Does const allow for (theoretical) optimization here?

Question

Consider this snippet:

void foo(const int&);

int bar();

int test1()
{
    int x = bar();
    int y = x;
    foo(x);
    return x - y;
}

int test2()
{
    const int x = bar();
    const int y = x;
    foo(x);
    return x - y;
}

In my understanding of the standard, neither x nor y are allowed to be changed by foo in test2, whereas they could be changed by foo in test1 (with e.g. a const_cast to remove const from the const int& because the referenced objects aren't actually const in test1).

Now, neither gcc nor clang nor MSVC seem to optimize test2 to foo(bar()); return 0;, and I can understand that they do not want to waste optimization passes on an optimization that only rarely applies in practice.

But am I at least correct in my understanding of this situation, or am I missing some legal way for x to be modified in test2?

Answer 1

The standard says in [dcl.type.cv]:

Except that any class member declared mutable […] can be modified, any attempt to modify […] a const object […] during its lifetime […] results in undefined behavior.
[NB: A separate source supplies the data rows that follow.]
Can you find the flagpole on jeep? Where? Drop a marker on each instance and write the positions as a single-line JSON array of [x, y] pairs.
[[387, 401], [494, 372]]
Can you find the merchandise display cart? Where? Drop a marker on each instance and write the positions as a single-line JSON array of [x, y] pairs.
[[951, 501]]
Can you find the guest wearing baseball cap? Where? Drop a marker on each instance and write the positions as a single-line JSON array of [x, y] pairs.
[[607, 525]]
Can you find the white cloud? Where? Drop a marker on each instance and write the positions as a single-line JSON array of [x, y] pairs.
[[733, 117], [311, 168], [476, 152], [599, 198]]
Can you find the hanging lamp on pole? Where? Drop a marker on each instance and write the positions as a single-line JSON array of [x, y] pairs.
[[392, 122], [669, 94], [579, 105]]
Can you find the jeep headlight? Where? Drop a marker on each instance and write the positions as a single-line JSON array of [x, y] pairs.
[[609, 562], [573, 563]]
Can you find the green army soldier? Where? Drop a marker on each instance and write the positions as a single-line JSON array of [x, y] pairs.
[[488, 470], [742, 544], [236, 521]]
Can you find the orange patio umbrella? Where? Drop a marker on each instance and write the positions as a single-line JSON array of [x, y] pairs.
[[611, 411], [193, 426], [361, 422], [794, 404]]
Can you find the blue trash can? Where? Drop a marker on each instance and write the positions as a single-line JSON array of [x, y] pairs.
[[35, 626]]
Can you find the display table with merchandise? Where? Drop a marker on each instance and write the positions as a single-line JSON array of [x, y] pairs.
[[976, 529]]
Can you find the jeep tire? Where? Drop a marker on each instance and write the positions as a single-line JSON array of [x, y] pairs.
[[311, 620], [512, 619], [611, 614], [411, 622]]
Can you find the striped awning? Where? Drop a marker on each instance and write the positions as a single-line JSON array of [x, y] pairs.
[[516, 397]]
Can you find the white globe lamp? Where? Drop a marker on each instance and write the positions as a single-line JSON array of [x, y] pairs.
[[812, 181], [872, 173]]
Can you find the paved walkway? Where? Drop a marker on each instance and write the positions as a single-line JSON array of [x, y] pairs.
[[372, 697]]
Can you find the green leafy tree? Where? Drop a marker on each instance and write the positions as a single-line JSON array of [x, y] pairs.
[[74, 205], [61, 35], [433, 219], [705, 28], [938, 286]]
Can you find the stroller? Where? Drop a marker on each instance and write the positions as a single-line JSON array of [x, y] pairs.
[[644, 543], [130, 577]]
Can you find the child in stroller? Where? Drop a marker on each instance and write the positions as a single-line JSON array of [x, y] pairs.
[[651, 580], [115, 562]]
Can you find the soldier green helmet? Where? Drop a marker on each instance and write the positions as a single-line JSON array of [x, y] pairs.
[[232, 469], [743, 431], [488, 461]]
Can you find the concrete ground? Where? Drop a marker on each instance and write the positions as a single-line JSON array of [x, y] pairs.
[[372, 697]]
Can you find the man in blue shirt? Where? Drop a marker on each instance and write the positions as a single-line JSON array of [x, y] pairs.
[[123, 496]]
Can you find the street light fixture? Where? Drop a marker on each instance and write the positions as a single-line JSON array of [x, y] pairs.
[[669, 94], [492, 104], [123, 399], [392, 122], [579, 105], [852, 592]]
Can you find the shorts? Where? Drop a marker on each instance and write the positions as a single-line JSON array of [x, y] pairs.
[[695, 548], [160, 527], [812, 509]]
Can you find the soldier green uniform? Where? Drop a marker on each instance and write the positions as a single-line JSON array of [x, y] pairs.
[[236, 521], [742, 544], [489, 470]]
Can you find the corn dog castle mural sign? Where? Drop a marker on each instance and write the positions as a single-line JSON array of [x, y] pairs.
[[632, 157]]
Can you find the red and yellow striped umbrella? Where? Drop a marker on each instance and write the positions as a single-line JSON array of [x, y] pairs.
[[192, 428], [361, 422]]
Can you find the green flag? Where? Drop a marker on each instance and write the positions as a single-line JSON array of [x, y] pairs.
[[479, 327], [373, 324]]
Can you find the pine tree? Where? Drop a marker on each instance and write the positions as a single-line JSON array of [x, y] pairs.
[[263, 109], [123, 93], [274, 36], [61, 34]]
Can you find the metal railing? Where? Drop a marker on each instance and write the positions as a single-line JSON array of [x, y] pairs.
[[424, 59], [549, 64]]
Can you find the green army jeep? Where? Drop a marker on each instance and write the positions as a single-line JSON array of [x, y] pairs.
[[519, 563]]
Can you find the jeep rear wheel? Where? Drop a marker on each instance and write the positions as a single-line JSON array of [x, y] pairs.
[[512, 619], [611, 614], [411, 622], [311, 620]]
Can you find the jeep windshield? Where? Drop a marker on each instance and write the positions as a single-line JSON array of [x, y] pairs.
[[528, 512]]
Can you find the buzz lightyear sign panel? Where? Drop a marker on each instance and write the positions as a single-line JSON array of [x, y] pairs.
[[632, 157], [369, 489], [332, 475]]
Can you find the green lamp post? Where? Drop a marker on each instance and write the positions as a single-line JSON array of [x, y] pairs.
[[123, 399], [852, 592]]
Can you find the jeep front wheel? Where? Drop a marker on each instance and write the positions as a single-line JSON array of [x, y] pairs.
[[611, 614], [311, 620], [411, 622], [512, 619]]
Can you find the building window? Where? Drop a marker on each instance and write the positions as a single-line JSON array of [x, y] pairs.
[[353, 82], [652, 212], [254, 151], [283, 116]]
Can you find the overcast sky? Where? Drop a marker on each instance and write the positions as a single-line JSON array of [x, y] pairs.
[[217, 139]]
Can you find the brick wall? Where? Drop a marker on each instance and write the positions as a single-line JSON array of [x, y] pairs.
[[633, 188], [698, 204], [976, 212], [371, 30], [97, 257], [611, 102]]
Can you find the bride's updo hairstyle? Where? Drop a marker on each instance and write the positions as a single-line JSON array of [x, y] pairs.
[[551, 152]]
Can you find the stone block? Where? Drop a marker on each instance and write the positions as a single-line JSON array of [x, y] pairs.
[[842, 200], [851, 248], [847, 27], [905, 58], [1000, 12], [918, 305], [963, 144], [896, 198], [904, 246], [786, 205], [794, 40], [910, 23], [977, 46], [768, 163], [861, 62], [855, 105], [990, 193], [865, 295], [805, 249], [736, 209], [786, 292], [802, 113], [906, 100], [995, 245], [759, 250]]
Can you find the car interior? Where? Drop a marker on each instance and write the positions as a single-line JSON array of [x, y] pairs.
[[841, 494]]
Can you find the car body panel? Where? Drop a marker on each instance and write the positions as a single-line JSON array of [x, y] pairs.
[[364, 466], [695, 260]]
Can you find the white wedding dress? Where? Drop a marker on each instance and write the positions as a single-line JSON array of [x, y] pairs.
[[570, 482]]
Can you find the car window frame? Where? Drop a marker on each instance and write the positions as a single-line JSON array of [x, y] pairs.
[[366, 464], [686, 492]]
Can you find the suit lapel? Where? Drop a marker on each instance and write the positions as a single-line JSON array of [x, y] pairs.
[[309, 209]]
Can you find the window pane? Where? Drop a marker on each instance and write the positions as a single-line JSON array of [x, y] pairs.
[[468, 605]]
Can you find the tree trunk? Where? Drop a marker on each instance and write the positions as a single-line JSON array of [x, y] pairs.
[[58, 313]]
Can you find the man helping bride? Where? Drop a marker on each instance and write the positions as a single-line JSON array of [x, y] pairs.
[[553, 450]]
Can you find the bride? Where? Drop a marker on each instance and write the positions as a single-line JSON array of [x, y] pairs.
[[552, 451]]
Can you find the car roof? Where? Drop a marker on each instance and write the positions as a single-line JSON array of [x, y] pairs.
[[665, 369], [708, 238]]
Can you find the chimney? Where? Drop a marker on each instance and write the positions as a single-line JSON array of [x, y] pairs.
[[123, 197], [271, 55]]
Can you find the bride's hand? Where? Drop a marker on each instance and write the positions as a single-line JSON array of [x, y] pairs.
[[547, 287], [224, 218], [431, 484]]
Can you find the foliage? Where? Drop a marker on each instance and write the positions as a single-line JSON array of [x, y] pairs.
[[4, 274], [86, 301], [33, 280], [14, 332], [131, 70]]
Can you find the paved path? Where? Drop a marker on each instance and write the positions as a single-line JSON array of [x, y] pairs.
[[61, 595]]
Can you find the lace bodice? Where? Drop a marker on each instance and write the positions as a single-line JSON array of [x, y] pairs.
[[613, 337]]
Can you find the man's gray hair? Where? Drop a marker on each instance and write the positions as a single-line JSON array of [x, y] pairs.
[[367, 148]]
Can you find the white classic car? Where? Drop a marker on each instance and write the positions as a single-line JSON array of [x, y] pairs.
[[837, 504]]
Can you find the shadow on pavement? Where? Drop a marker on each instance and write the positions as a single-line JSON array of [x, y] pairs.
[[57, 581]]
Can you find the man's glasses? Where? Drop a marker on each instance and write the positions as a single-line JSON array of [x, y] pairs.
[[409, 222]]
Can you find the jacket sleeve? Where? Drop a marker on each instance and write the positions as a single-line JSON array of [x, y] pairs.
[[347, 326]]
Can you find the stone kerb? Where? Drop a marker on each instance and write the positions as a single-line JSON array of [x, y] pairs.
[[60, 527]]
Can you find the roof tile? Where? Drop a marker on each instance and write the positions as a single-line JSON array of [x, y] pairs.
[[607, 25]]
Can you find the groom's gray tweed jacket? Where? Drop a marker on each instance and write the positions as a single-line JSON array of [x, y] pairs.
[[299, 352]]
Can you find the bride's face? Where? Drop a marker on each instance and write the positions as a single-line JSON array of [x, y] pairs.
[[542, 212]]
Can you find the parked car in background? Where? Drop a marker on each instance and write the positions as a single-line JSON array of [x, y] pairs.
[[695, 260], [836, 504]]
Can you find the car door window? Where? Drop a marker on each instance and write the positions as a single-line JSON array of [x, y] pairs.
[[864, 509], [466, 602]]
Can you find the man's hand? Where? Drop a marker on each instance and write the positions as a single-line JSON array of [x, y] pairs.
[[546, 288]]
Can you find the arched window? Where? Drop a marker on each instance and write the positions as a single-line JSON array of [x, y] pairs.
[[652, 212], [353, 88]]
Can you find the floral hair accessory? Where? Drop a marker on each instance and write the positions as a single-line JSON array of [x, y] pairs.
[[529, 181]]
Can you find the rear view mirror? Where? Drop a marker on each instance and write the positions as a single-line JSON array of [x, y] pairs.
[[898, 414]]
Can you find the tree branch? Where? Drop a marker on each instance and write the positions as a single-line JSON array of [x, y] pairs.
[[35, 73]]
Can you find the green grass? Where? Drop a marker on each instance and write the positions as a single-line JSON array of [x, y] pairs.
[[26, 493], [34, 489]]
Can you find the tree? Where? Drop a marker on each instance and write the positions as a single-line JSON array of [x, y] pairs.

It is also not possible to make this defined by ending the lifetime of the object prematurely, according to [basic.life]:

Creating a new object within the storage that a const complete object with […] automatic storage duration occupies, or within the storage that such a const object used to occupy before its lifetime ended, results in undefined behavior.

This means that the optimization of x - y to zero is valid because any attempt to modify x in foo would result in undefined behavior.

The interesting question is if there is a reason for not performing this optimization in existing compilers. Considering that the const object definition is local to test2 and the fact is used within the same function, usual exceptions such as support for symbol interposition do not apply here.